Para o Talibã, a conferência oferece uma plataforma para apresentar seu novo Emirado Islâmico como menos opressivo do que o governo Talibã da década de 1990. Para os Estados Unidos e as nações europeias, a reunião oferece uma oportunidade para confrontar os líderes do Talibã cara a cara para exigir melhores direitos humanos, um governo inclusivo, direitos das mulheres e outras reformas.
Afegãos críticos da conferência protestaram do lado de fora do Ministério das Relações Exteriores em Oslo, dizendo que o Taleban não deveria receber uma plataforma internacional.
Em 23 de janeiro, Monisa Mubariz, co-fundadora do Movimento de Mulheres Poderosas Afegãs, e a Sra. Yaqoobi realizaram uma coletiva de imprensa breve e clandestina em uma casa particular dentro de um complexo murado. Eles pediram ao pequeno grupo de jornalistas que compareceu para não transmitir ao vivo o evento por medo de alertar o Talibã.
Sob o Talibã, a Sra. Mubariz disse aos jornalistas: “As mulheres foram privadas do direito ao trabalho e à participação na vida política e econômica. Eles são constantemente reprimidos, punidos ilegalmente, insultados e humilhados”.
Essas críticas públicas apenas aumentaram o risco de represálias do Talibã, reconheceu Yaqoobi. “É por isso que temos que operar em segredo”, disse ela. “Mas nunca vamos parar de levantar nossas vozes.”
Dias antes da entrevista coletiva, Mubariz falou na seção familiar de um café, reservada para as mulheres para mantê-las separadas dos homens. Antes da tomada do Talibã, várias cafeterias em Cabul permitiam que as mulheres se sentassem e socializassem com os homens – um símbolo silencioso de progresso que foi lentamente erodido sob o Talibã.
A Sra. Mubariz disse que seus pais e amigos imploraram que ela parasse com seus protestos – ou pelo menos usasse uma armadura para se proteger. Ela enxugou as lágrimas ao descrever a sensação esmagadora de perda que sentiu desde que perdeu o emprego e viu os direitos das mulheres serem retirados.

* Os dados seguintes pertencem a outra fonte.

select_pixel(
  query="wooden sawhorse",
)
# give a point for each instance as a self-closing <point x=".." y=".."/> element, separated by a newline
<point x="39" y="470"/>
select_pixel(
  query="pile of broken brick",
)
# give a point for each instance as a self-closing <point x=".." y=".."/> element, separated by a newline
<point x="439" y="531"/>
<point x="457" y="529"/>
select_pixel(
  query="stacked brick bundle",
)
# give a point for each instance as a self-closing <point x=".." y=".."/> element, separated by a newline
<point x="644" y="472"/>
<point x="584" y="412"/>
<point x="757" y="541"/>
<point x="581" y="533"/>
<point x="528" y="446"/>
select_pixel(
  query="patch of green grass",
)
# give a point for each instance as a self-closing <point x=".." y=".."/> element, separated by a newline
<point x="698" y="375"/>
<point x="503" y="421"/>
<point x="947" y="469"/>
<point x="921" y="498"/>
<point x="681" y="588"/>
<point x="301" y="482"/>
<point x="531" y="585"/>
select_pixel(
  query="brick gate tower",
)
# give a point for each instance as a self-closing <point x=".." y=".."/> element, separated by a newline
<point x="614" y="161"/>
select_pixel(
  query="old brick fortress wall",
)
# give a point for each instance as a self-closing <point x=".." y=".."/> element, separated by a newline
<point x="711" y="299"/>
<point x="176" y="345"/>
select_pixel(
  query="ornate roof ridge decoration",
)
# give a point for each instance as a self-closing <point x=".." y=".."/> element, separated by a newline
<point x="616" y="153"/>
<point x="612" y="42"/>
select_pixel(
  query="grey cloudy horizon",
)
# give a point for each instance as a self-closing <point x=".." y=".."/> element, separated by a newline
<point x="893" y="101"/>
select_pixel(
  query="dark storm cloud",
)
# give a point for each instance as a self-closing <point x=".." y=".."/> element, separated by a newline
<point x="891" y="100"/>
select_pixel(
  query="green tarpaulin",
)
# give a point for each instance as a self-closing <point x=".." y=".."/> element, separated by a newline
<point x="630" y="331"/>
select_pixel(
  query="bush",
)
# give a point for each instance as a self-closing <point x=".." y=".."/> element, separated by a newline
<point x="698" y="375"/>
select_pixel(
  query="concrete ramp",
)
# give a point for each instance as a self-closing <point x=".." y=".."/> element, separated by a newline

Para a Sra. Rezai, as ameaças e repressões do Talibã erodiram sua antiga fé sem limites no futuro do Afeganistão.
“Quaisquer objetivos, liberdades, desejos, sonhos, escolhas, educação e empregos que as mulheres já tiveram se foram”, disse ela. “Estou com raiva – meu corpo está sem alma e todos os nossos sonhos não são nada agora.”